The Lab
The Gregory Lab consists of a multinational group of investigators and students as part of the Institute for Regenerative Medicine at Texas A&M Health. Under the leadership of Dr. Carl Gregory, Ph.D., the Gregory Lab investigates the therapeutic potential of stem cells in bone regeneration due to injury, cancer, or other bone diseases.
Research Interests
Mesenchymal Stem Cell Biology
Mesenchymal stem cells (MSCs) are purified from some types of donated adult tissue or differentiated from induced pluripotent stem cells, and show a remarkable degree of promise for the treatment of diseases and repair of tissue trauma.

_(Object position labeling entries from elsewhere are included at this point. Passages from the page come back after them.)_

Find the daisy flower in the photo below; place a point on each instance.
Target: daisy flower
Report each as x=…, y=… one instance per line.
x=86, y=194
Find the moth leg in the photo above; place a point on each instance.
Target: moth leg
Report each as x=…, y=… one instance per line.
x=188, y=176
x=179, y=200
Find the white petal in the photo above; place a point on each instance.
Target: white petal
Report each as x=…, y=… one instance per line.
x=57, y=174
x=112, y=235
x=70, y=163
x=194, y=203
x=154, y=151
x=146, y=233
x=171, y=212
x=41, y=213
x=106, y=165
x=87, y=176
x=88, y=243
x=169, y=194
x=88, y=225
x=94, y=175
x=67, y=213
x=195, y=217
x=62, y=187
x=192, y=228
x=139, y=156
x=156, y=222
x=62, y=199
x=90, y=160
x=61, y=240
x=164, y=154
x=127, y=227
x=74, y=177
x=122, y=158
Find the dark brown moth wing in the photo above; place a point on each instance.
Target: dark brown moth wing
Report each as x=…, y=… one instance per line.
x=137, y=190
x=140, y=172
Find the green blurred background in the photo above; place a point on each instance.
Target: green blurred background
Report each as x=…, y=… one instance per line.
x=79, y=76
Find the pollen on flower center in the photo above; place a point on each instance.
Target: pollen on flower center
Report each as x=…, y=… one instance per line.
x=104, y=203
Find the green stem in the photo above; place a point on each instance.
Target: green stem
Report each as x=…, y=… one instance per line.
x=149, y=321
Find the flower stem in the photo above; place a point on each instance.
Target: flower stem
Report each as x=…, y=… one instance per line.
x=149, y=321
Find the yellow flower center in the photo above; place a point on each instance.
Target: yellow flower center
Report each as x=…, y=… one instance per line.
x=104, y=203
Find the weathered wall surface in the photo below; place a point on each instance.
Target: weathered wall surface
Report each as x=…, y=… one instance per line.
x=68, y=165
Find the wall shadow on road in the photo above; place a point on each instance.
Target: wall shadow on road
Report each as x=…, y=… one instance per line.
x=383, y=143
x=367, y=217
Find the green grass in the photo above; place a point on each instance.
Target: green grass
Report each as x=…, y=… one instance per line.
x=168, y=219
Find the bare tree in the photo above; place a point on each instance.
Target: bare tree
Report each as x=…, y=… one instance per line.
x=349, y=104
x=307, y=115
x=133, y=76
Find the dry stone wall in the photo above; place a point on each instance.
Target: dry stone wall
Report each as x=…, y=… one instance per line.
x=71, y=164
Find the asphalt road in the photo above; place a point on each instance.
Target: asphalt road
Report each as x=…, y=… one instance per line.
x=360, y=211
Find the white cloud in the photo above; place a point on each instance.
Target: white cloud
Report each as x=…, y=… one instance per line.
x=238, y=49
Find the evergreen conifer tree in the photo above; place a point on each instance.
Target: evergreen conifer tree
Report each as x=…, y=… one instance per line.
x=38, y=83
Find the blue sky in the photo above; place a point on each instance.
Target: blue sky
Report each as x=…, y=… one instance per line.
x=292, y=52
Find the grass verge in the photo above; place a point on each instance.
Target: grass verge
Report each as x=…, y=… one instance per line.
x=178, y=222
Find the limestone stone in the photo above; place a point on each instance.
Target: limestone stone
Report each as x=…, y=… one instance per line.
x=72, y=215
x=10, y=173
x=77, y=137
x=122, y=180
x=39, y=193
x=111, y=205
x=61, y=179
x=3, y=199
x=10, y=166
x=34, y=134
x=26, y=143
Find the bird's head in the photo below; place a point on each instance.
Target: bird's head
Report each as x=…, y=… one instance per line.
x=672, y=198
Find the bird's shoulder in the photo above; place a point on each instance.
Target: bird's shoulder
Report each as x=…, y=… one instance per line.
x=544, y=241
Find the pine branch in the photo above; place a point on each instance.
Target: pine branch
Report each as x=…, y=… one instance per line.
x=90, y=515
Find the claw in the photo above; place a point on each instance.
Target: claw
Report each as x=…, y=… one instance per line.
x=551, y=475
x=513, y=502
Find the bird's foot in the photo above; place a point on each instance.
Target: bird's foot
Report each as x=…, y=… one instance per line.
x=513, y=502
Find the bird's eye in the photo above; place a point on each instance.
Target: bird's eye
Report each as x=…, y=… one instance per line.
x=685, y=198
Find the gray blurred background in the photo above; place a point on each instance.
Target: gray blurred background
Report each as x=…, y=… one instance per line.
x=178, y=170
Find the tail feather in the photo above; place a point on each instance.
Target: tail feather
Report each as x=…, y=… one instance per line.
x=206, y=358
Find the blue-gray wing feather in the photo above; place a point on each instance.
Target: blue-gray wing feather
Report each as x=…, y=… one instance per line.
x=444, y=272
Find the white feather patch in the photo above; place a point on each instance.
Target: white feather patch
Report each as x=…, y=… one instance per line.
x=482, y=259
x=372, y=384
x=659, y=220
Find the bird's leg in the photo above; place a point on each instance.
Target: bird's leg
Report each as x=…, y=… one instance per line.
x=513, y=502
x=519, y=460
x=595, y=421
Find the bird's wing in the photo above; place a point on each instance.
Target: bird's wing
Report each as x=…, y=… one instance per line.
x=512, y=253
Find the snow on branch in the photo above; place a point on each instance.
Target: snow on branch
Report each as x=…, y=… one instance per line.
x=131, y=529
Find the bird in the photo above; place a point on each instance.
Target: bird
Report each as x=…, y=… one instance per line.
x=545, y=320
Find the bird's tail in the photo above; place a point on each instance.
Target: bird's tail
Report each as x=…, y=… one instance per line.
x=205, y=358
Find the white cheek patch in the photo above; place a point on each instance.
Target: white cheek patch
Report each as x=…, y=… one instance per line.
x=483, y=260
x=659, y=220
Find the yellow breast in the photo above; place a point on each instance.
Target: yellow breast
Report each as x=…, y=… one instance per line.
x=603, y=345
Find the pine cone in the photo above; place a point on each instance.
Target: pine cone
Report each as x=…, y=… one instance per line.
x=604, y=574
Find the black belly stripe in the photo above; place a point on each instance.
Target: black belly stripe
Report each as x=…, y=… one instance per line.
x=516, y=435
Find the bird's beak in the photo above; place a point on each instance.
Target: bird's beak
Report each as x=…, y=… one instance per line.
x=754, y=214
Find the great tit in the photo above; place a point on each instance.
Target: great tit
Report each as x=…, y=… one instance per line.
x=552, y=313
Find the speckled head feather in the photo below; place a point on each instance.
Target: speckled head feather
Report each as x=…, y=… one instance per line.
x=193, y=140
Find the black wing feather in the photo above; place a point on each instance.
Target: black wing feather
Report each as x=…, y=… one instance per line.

Nevertheless, individual batches of MSCs can vary with respect to expandability and efficacy. Dr Gregory’s lab has been examining the biology of MSCs with a view to developing rapid molecular markers and tests for evaluating/purifying maximally efficacious cultures of MSCs. Recently, the Gregory group were awarded a prestigious $1.4M X-Grant from the Texas A&M University (TAMU) President’s Excellence Fund to develop technologies for the large scale expansion of stem cells for clinical use. This work will be done in collaboration with the TAMU School of Engineering and the National Center for Therapeutics Manufacturing at Texas A&M.
MSCs and Bone Healing
The group specializes in bone repair by MSCs. Based on detailed characterization of the molecular mechanism of osteoblast differentiation by MSCs, a novel and effective bone regeneration strategy has been developed. This strategy, based on pharmaceutical conditioning of MSC cultures prior to administration in a specialized matrix, re-initiates bone formation in non-healing bone defects. The specialized matrix is also novel technology developed by the Gregory group, and can be utilized as a delivery vehicle for a variety of osteoprogenitor cell types such as autologous bone marrow. Current proof of concept has been performed in rodent models and trials in large animals are planned.
Malignant Bone Disease
Many tumors of the skeleton destroy bone tissue to facilitate their expansion and metastasis. Furthermore, the mechanisms by which some tumors inhibit the repair of host bone, often increase the aggressiveness of the tumor cells themselves. The Gregory group contributed to the discovery that Dkk-1, a secreted inhibitor of the Wnt pathway inhibits the repair of bone by MSCs. When Dkk-1 is highly expressed by osteosarcoma cells, they are more effective in destroying and infiltrating bone. The tumor cells themselves also respond in an autocrine manner to Dkk-1 by becoming highly primitive and highly proliferative, thus becoming a highly aggressive tumor. The group is currently examining the effects of various small molecules and immunological strategies for the safe and effective inhibition of Dkk-1 activity in bone tumors. The Gregory laboratory also studies bone-tumor interactions under conditions of simulated microgravity and has developed an in vitro platform for the modeling of experimental malignant bone disease using microgravity simulating bioreactors.